They meet most mornings for a cuppa and a chat – but for months now Reg Brody and Vince Bradbery have been chalking up a list of seedy-looking, scrappy, dirty shopfronts in the streetscape that is Peel St.
The two blokes – retired owners of real estate and wholesale supplies businesses – deny they’re just grumpy old buggers having a whinge.
They cite the tattered old posters on buildings, the dirt-encrusted grime on some shopfronts, and dirty steps and doorways as perfect examples of their complaints.
“Look, it’s just bloody awful,” Mr Bradbery said.
“It’s disgustingly dirty in some places. I had a mate of mine look at it the other day and he agreed, yes, it is bloody awful.”
The two claim they’ve lobbied the council for some action but reckon the buck really stops with the owners of the buildings who have allowed bill-posters to leave junk on the exterior for months and who don’t take any pride in the appearance of their assets.
A random walk down the avenue that becomes the Boulevard of Dreams during the country music festival will show you advertisements and posters from shows we saw eight months ago, still plastered to bulkheads and doorways.
“The place is just grubby in places,” Mr Brody said.
He wants the council to start fronting up to owners to take some action to spruce up the joint.
“Other towns seem to be able to do it, much smaller than us,” he said, citing places like Coonabarabran, Inverell and Broken Hill as recent centres he’s seen where their main street is spruced up and looking clean and sparkling.
Once upon a time, they said, the 5pm shop closure would also herald the arrival of the shopkeeper at the front door, with broom in hand to sweep down his or her store entrance – and more often than not with a hose, too.

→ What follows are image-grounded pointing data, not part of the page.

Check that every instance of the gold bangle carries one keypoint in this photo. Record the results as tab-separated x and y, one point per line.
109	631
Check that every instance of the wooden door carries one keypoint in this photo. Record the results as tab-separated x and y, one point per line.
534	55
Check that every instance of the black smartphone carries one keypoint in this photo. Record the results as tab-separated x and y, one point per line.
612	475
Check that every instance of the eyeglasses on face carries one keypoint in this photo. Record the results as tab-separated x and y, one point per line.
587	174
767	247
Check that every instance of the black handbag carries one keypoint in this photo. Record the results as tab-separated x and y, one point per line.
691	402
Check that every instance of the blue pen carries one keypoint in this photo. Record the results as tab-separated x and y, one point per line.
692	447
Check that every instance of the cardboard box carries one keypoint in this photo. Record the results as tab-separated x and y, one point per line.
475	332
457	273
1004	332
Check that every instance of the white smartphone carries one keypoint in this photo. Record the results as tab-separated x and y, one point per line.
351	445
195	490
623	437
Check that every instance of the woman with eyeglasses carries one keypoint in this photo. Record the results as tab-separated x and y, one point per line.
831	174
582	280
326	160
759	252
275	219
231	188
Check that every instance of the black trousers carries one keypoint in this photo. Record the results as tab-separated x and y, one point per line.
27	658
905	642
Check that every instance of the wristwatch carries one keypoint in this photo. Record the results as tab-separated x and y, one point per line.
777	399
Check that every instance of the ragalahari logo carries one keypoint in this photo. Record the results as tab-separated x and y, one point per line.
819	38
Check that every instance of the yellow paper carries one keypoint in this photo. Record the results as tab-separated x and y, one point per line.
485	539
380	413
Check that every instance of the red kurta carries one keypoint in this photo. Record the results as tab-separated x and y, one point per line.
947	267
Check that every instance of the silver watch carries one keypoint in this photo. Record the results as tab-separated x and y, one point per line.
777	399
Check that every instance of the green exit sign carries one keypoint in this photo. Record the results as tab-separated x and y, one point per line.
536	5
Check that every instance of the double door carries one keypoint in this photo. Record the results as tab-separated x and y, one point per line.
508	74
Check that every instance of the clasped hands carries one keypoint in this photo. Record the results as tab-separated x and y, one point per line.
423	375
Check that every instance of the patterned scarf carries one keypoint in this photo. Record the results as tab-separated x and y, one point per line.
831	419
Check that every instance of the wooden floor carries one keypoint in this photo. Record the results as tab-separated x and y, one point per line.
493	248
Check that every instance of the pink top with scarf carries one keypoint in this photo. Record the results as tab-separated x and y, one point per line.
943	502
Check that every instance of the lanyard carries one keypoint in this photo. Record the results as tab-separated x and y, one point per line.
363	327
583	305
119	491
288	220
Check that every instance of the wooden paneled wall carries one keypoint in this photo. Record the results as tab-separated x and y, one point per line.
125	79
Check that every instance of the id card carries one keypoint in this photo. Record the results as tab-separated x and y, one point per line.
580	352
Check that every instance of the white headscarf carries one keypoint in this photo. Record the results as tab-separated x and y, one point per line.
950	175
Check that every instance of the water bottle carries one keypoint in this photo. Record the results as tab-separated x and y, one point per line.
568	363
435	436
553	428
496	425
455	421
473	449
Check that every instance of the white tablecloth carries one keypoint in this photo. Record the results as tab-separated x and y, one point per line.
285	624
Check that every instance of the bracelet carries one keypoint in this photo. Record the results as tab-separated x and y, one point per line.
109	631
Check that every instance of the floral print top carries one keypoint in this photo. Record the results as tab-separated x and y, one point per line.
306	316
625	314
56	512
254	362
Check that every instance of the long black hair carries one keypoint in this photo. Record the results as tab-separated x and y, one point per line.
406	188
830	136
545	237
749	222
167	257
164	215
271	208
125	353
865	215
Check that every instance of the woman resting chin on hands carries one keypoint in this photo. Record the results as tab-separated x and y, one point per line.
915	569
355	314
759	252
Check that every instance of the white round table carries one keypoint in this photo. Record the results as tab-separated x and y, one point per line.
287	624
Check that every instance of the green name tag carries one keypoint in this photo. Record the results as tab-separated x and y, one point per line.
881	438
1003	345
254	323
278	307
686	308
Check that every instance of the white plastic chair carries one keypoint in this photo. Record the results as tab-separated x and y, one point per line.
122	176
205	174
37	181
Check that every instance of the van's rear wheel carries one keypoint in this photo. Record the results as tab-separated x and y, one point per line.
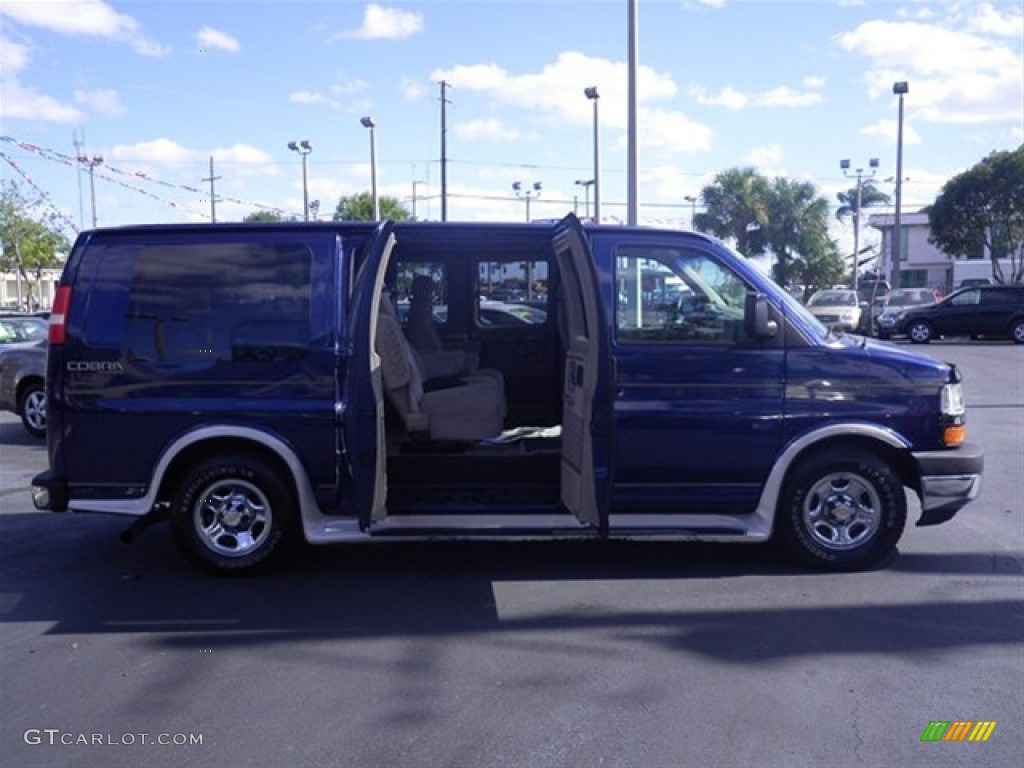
32	409
233	515
920	332
843	511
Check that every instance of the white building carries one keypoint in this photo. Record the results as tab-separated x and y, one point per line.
14	291
923	264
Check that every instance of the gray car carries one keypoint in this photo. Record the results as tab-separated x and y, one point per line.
23	371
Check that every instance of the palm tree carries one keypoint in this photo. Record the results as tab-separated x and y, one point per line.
736	208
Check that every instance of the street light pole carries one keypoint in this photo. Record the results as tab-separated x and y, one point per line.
692	200
91	164
526	195
303	148
586	184
368	122
900	88
594	96
845	165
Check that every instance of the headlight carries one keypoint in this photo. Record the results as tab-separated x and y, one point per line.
952	399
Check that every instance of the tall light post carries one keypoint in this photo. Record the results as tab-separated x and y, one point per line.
900	88
692	200
859	173
303	147
416	183
369	123
91	163
586	184
526	195
594	96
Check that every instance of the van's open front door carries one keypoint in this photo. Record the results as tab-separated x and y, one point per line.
586	473
363	392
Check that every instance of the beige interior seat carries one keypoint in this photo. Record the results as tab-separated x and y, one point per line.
470	410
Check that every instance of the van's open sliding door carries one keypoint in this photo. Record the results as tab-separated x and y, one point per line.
586	473
363	390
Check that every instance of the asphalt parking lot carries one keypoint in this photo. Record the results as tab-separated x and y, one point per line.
550	653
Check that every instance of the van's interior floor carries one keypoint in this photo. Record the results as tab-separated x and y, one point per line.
521	474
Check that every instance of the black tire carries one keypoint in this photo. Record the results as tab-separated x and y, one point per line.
32	409
1017	332
920	332
842	511
233	514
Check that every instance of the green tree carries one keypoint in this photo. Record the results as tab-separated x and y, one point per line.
783	217
267	216
736	209
984	208
797	233
360	208
30	243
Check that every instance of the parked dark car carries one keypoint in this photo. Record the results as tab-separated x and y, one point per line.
23	371
900	301
982	310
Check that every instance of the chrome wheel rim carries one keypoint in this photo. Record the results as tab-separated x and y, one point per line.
232	517
35	410
921	333
842	511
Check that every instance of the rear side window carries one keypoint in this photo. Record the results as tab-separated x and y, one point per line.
233	302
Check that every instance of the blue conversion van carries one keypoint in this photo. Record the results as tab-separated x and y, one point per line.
265	386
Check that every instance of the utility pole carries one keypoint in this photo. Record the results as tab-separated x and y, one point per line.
213	195
91	164
79	142
444	86
632	203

They don’t see much of it – but on a walk recently were utterly entranced and happy when they ran into Helen Coutman doing just that at the new store, Barretts.
It was completely unstaged but the two men reckon it’s a great start for a retail revival.
“We’ve lived in Tamworth for years and we’re proud of it, but we’re concerned at what we are seeing now,” Mr Brody said.
“We’ve let it go ... I like to see development go on in town but I think housekeeping is where it starts.”
Vince Bradbery is blunt.
“Look, it just looks like we’ve got no pride. I’m buggered if I know why some people are like that.
“But we need to do something about it.”